La risoluzione è una risposta al piano della Commissione sull’economia circolare. Secondo i deputati, sono necessari obiettivi vincolanti per il 2030 sull’impronta ecologica dei materiali e dei consumi per l’intero ciclo di vita dei prodotti per ogni categoria di prodotto immessa sul mercato dell’UE. Nel testo, si invita pertanto la Commissione a proporre obiettivi vincolanti specifici per prodotto e/o per settore relativi al contenuto riciclato.

 

Inoltre, il PE esorta la Commissione a presentare una nuova legislazione nel 2021 che estenda l’ambito di applicazione della direttiva sulla progettazione ecocompatibile per includere i prodotti non legati all’energia. Ciò dovrebbe stabilire delle norme specifiche per prodotto, in modo che i prodotti immessi sul mercato dell’UE forniscano prestazioni, durabilità, riutilizzabilità, riparabilità, non tossicità, possibilità di miglioramento, riciclabilità, contenuto riciclato ed efficienza dal punto di vista energetico.

 

 

Il testo è stato approvato con 574 voti favorevoli, 22 contrari e 95 astensioni.

 

Durante il dibattito, i deputati hanno anche sottolineato che il raggiungimento degli obiettivi del Green Deal sarà possibile solo se l’UE implementerà un modello di economia circolare e che tale cambiamento creerà nuovi posti di lavoro e opportunità commerciali.

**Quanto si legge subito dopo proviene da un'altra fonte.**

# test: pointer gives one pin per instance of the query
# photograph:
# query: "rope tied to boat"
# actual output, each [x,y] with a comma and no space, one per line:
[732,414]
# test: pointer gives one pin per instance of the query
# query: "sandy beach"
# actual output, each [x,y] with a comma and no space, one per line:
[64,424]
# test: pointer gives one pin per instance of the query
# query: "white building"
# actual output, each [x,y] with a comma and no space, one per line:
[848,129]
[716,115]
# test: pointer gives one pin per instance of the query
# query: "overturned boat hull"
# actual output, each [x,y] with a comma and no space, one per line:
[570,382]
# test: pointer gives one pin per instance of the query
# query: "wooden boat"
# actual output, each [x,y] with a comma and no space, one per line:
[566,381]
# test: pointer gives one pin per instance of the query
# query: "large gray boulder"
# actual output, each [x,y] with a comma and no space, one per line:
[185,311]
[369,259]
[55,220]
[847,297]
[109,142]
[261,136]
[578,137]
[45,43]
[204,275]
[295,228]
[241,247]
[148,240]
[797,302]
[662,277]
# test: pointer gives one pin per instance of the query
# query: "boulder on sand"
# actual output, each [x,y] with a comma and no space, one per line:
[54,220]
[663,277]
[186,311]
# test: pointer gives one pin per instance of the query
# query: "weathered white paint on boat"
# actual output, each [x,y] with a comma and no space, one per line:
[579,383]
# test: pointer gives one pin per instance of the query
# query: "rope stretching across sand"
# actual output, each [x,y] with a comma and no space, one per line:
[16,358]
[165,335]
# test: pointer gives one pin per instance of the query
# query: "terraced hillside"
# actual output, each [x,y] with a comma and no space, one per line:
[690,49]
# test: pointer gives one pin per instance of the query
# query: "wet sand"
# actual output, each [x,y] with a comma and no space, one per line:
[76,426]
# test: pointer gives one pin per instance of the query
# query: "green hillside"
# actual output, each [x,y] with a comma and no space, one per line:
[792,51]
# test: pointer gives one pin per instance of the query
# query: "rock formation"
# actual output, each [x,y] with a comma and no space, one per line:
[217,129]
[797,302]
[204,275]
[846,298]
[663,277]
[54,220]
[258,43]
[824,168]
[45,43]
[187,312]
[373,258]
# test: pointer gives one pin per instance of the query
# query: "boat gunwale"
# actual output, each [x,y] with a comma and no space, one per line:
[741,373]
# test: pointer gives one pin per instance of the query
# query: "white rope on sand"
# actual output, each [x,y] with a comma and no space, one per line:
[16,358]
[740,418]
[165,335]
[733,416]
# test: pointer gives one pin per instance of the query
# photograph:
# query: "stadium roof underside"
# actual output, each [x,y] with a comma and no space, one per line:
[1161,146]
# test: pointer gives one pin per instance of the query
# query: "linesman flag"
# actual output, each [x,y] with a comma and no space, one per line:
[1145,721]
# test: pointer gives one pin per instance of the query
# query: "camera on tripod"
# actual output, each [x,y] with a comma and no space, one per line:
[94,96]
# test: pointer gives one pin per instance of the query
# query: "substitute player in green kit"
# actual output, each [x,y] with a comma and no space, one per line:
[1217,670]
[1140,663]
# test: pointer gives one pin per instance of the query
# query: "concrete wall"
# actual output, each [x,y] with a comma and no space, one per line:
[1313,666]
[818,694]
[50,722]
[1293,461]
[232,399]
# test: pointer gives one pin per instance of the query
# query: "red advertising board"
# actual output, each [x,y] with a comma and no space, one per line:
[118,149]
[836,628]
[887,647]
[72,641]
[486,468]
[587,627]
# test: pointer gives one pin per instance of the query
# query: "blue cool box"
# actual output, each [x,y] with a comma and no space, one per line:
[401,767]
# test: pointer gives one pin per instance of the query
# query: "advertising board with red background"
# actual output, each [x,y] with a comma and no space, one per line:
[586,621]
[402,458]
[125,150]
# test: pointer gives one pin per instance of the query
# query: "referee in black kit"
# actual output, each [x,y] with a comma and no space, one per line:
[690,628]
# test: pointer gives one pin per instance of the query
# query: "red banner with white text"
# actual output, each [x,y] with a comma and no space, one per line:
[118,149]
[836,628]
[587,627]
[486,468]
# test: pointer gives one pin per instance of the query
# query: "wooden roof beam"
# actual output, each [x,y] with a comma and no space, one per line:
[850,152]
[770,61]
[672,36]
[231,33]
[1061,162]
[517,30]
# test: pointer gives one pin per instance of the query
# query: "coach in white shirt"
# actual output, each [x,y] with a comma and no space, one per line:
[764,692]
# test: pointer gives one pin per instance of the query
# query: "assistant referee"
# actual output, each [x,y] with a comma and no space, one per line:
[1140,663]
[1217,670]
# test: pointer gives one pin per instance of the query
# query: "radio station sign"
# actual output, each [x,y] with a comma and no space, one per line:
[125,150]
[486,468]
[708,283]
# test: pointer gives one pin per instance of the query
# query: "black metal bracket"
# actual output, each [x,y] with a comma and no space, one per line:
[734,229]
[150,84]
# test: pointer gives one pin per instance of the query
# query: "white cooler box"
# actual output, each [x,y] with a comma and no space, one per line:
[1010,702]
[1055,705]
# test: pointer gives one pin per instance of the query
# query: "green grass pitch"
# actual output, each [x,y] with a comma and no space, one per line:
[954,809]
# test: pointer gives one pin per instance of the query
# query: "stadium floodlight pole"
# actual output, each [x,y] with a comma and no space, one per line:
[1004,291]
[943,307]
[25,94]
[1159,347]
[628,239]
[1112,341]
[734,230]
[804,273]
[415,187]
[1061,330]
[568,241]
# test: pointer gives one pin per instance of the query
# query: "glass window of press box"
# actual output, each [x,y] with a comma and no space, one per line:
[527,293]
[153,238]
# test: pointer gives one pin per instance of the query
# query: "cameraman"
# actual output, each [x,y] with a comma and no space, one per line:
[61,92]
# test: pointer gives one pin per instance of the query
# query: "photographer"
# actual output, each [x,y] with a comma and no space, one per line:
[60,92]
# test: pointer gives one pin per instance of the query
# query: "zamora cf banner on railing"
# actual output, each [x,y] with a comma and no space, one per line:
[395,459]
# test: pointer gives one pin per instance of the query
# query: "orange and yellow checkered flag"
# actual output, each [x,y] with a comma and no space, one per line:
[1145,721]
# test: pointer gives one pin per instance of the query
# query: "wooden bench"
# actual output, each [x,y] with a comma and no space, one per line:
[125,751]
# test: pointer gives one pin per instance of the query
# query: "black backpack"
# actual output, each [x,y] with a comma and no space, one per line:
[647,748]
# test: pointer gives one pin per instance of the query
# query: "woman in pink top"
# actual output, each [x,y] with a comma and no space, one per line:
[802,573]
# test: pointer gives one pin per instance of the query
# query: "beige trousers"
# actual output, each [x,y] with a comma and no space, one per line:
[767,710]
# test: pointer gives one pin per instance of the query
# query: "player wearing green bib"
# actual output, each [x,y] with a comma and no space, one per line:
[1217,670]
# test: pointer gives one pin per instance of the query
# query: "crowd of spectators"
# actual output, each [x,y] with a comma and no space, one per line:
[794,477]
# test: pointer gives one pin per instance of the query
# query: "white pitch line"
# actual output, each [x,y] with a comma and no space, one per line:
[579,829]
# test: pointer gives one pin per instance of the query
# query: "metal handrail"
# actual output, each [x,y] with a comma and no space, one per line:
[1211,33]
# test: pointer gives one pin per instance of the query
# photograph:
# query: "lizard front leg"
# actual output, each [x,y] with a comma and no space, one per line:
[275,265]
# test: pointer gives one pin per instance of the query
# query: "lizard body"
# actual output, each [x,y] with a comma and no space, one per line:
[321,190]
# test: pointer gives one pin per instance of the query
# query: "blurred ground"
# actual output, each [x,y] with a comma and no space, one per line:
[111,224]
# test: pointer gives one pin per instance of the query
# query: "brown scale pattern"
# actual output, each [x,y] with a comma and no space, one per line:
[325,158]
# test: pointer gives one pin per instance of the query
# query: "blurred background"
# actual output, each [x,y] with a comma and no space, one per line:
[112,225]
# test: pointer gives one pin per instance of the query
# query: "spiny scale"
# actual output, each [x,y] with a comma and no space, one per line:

Inoltre, La legislazione corrente sui rifiuti deve essere implementata in maniera più approfondita e sono necessarie ulteriori misure per settori e prodotti chiave quali il tessile, la plastica, l’imballaggio e l’elettronica.

 

Contesto

Nel marzo 2020, la Commissione ha adottato un nuovo piano d’azione sull’economia circolare per un’Europa più pulita e competitiva. Nell’ottobre 2020, si è tenuto un dibattito in commissione parlamentare per l’ambiente (ENVI) e la relazione è stata adottata il 27 gennaio 2021.

 

Fino all’80% dell’impatto ambientale dei prodotti è determinato nella fase di progettazione. Il consumo globale di materiali dovrebbe raddoppiare nei prossimi quarant’anni, mentre la quantità di rifiuti generati ogni anno dovrebbe aumentare del 70% entro il 2050. Metà delle emissioni totali di gas serra, e più del 90% della perdita di biodiversità e dello stress idrico, provengono dall’estrazione e dalla lavorazione delle risorse.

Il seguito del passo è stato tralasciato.